We have become so focused on the material aspects of life that many have lost any meaningful connection with anything beyond that. It would be all too easy to think we are born, we live, and we die, and that is it.

 

But I say our existence does not end there and it is not confined to the physical world. I say there is also a spiritual world that can be compared with – but is not necessarily synonymous with - the higher dimensions proposed in theoretical physics that we cannot directly experience.

 

I also say the physical and spiritual worlds can and do meet. and this what the Celts refer to when they speak of thin places, where the veil between this world and another world is thin, thereby bringing us closer to that other world.

 

The physical and spiritual worlds meet we are born. They meet when we die. They meet when we have spiritual or unworldly experiences that have no rational explanation. And, remembering the primary purpose of the Church I spoke of earlier, I believe they meet when we when we feed the hungry, refresh the thirsty, welcome the stranger, clothe the naked, care for the sick, and visit those in prison; Jesus the Christ said that when we do these things, we do them for him.

 

And they also meet when we partake in sacraments like baptism, and the Eucharist, which we will be sharing later this morning.

 

A sacrament is perhaps most typically described as being an outward sign of an inward grace, a definition we can trace back to St Augustine of Hippo. But I would take it further than this. I see a sacrament as being both material and divine in nature, something that brings the physical and spiritual worlds I have just been speaking of together. It is like a portal between the two.

 

Through the sacrament of baptism, we are cleansed and take on a new life. And the water is the outward physical sign of the inward spiritual grace that is imparted to us.

 

The original version of baptism was the Tvilah, a ritual purification ceremony undertaken by converts to Judaism. Later, St John the Baptiser offered a baptism of repentance for people who were mostly already Jews and who wanted to change their ways. And baptism ultimately become the sacrament of initiation into the Church. All of us who are members of the Church became part of the Church family through baptism, as [name of a child - redacted] will shortly.

 

But wait, there’s more. As well as being the day of [name of a child - redacted]’s baptism, today is also the Day of Pentecost, a principal feast day, so there is no way I can get away with not mentioning it. The text we heard earlier from the Acts of the Apostles describes the outpouring of the Spirit that empowered the gathered community nearly 2,000 years ago, which is considered to be the birthday of the Church.

 

Along with schools, businesses, charities, the government, and any other institution comprising humans, the Church has its flaws.

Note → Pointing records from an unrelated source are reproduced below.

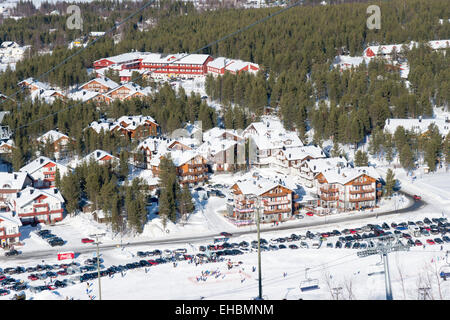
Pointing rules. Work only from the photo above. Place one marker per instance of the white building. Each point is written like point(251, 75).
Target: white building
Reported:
point(43, 171)
point(39, 205)
point(9, 228)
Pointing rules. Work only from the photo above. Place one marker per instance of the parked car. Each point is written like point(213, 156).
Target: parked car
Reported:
point(12, 252)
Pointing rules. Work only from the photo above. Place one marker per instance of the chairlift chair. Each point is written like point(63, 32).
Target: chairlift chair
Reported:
point(309, 284)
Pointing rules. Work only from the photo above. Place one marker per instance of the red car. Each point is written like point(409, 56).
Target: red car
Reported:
point(152, 262)
point(62, 272)
point(33, 277)
point(4, 292)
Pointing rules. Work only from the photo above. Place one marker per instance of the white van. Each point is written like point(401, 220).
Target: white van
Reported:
point(316, 244)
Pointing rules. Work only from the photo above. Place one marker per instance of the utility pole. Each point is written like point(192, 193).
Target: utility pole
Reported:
point(259, 250)
point(98, 262)
point(336, 292)
point(424, 293)
point(385, 245)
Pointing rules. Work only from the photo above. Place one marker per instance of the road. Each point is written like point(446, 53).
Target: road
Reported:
point(51, 253)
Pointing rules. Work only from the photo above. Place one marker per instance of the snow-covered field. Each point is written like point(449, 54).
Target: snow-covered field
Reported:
point(283, 270)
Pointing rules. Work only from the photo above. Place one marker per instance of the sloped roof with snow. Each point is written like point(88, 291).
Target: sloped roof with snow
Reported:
point(97, 155)
point(8, 218)
point(13, 181)
point(299, 153)
point(417, 125)
point(257, 186)
point(38, 163)
point(103, 81)
point(51, 135)
point(28, 194)
point(322, 164)
point(345, 175)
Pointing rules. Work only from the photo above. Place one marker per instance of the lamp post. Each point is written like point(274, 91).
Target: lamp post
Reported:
point(98, 263)
point(258, 208)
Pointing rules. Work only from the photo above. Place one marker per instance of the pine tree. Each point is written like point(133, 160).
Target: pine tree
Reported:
point(361, 159)
point(390, 183)
point(406, 158)
point(185, 203)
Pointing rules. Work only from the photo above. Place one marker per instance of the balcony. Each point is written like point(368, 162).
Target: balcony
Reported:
point(362, 183)
point(276, 202)
point(286, 210)
point(362, 199)
point(196, 165)
point(362, 191)
point(329, 189)
point(329, 197)
point(193, 173)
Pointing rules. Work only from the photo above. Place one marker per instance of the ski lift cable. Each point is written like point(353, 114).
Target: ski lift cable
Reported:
point(170, 62)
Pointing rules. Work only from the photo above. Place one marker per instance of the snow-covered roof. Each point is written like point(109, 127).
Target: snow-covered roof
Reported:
point(38, 84)
point(124, 57)
point(214, 146)
point(219, 63)
point(346, 62)
point(179, 58)
point(103, 81)
point(270, 134)
point(38, 163)
point(28, 194)
point(13, 181)
point(218, 132)
point(9, 218)
point(51, 135)
point(322, 164)
point(300, 153)
point(257, 186)
point(98, 155)
point(237, 65)
point(83, 95)
point(179, 157)
point(345, 175)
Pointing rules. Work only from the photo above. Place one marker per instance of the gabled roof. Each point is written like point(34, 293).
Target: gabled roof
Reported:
point(345, 175)
point(257, 186)
point(38, 163)
point(9, 218)
point(28, 194)
point(98, 155)
point(300, 153)
point(51, 135)
point(13, 181)
point(103, 81)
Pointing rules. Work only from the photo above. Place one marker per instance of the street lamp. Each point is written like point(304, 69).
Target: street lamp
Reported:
point(258, 208)
point(98, 262)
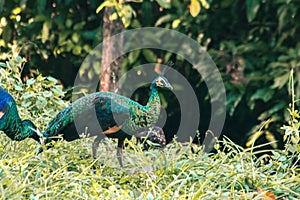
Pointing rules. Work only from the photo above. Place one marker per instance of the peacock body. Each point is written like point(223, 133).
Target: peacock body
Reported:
point(118, 116)
point(11, 123)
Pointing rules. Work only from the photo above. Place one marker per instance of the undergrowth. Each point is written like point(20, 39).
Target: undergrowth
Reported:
point(68, 171)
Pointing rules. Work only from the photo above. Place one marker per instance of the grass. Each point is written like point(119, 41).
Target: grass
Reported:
point(68, 171)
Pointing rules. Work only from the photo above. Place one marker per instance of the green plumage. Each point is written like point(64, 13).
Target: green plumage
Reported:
point(10, 121)
point(118, 116)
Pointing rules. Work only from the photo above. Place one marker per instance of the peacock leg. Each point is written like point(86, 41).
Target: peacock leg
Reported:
point(120, 151)
point(95, 145)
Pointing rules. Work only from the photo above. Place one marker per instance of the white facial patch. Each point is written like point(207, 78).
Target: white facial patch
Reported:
point(1, 114)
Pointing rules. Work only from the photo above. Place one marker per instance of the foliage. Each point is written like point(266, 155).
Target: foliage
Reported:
point(254, 43)
point(38, 98)
point(68, 170)
point(291, 131)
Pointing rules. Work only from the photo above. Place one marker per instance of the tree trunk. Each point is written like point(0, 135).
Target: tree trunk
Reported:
point(111, 69)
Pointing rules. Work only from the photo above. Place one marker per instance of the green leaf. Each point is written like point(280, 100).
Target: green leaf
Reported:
point(2, 64)
point(47, 94)
point(195, 8)
point(58, 90)
point(45, 31)
point(252, 7)
point(30, 81)
point(149, 55)
point(54, 80)
point(132, 57)
point(27, 95)
point(264, 94)
point(165, 19)
point(41, 5)
point(18, 88)
point(105, 4)
point(164, 3)
point(280, 81)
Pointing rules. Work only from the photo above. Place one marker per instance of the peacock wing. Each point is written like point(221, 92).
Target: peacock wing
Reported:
point(4, 107)
point(111, 115)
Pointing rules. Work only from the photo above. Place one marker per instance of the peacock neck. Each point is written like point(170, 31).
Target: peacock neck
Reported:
point(153, 104)
point(19, 130)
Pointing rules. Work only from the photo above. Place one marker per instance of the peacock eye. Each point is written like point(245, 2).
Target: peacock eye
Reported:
point(1, 114)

But they are our flaws.

 

In his song ‘Anthem’, Leonard Cohen sang:

 

Ring the bells that still can ring

Forget your perfect offering

There is a crack, a crack in everything

That's how the light gets in.

 

The cracks in the Church can open our eyes to God’s unfailing love comforting a bruised Church and healing a broken world.  And that's how the light gets in.

 

As flawed as the Church may be, it offers light to a world that right now needs light more than ever.

 

I am grateful [name of a child - redacted] is going to add to its numbers, and in doing so make this light shine a little brighter. May she be blessed and empowered to play her small part in helping to heal a broken world.